The AMD RX 7900 XT, while a powerful GPU for gaming, falls short when running the FLUX.1 Schnell diffusion model due to insufficient VRAM. FLUX.1 Schnell, with its 12 billion parameters, requires 24GB of VRAM for FP16 (half-precision floating point) inference. The RX 7900 XT is equipped with 20GB of GDDR6 memory, leaving a deficit of 4GB. This VRAM shortfall prevents the model from loading entirely onto the GPU, leading to out-of-memory errors or forcing the system to rely on significantly slower system RAM, which drastically reduces performance.
Furthermore, while the RX 7900 XT boasts a memory bandwidth of 0.8 TB/s, the limited VRAM is the primary bottleneck in this scenario. Even with efficient memory access, the model cannot operate effectively without sufficient space to reside on the GPU. The absence of dedicated Tensor Cores on the RX 7900 XT, unlike NVIDIA GPUs, means that the model will rely on general-purpose compute units, further impacting inference speed. Without sufficient VRAM, estimating the tokens/second or achievable batch size becomes irrelevant as the model will likely fail to run or perform unacceptably slowly.

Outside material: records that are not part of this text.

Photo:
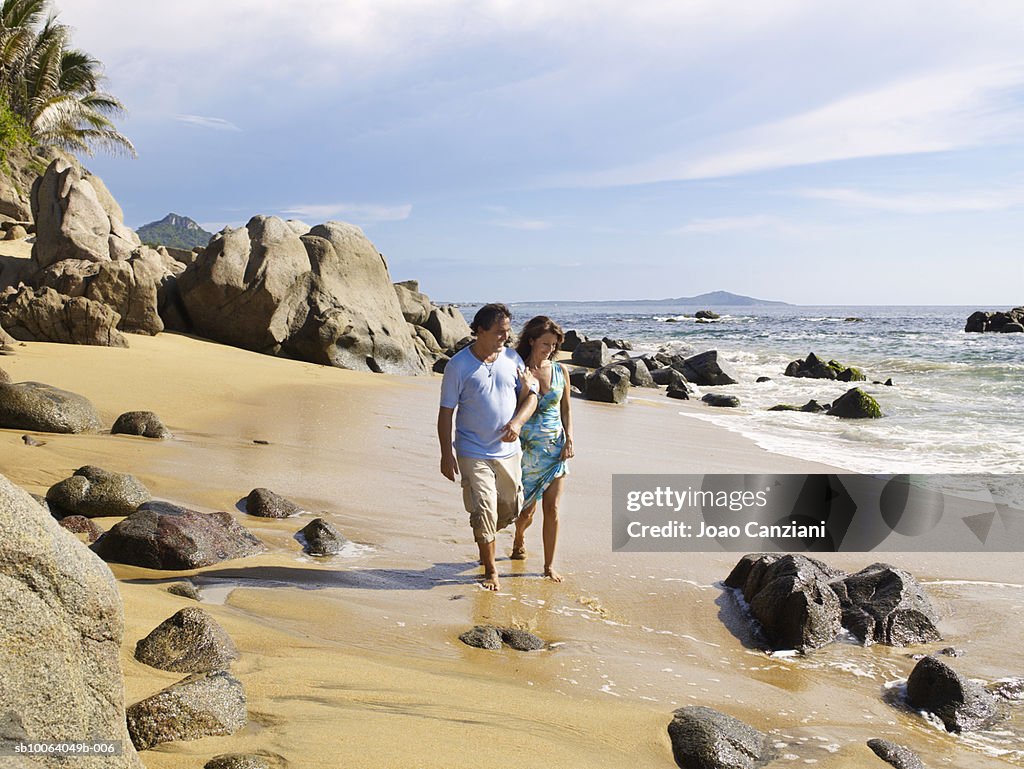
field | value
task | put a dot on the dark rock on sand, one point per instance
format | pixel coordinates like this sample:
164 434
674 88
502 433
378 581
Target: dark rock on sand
32 406
185 590
322 538
238 761
61 623
79 524
491 638
166 537
815 368
855 403
521 640
608 385
704 370
45 315
189 641
705 738
93 493
791 598
616 344
482 637
572 340
202 705
679 391
961 703
593 354
896 755
717 399
669 376
639 373
145 424
885 604
266 504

Due to the VRAM limitation, running FLUX.1 Schnell on the AMD RX 7900 XT in its native FP16 precision is not feasible. Several strategies can be employed to mitigate this issue, though performance will inevitably be affected. Consider using quantization techniques, such as 8-bit integer quantization (INT8), which can significantly reduce the VRAM footprint of the model. Alternatively, explore offloading some layers of the model to system RAM, although this will introduce a substantial performance penalty. Another option is to explore smaller diffusion models with fewer parameters that fit within the RX 7900 XT's 20GB VRAM capacity.
If you must run FLUX.1 Schnell on this hardware, investigate using inference frameworks optimized for AMD GPUs and memory management. Look for frameworks that support model parallelism or layer offloading to distribute the model's workload across the GPU and system RAM. Be prepared for significantly reduced inference speeds compared to GPUs with adequate VRAM. Experiment with different quantization levels and batch sizes to find a balance between VRAM usage and performance.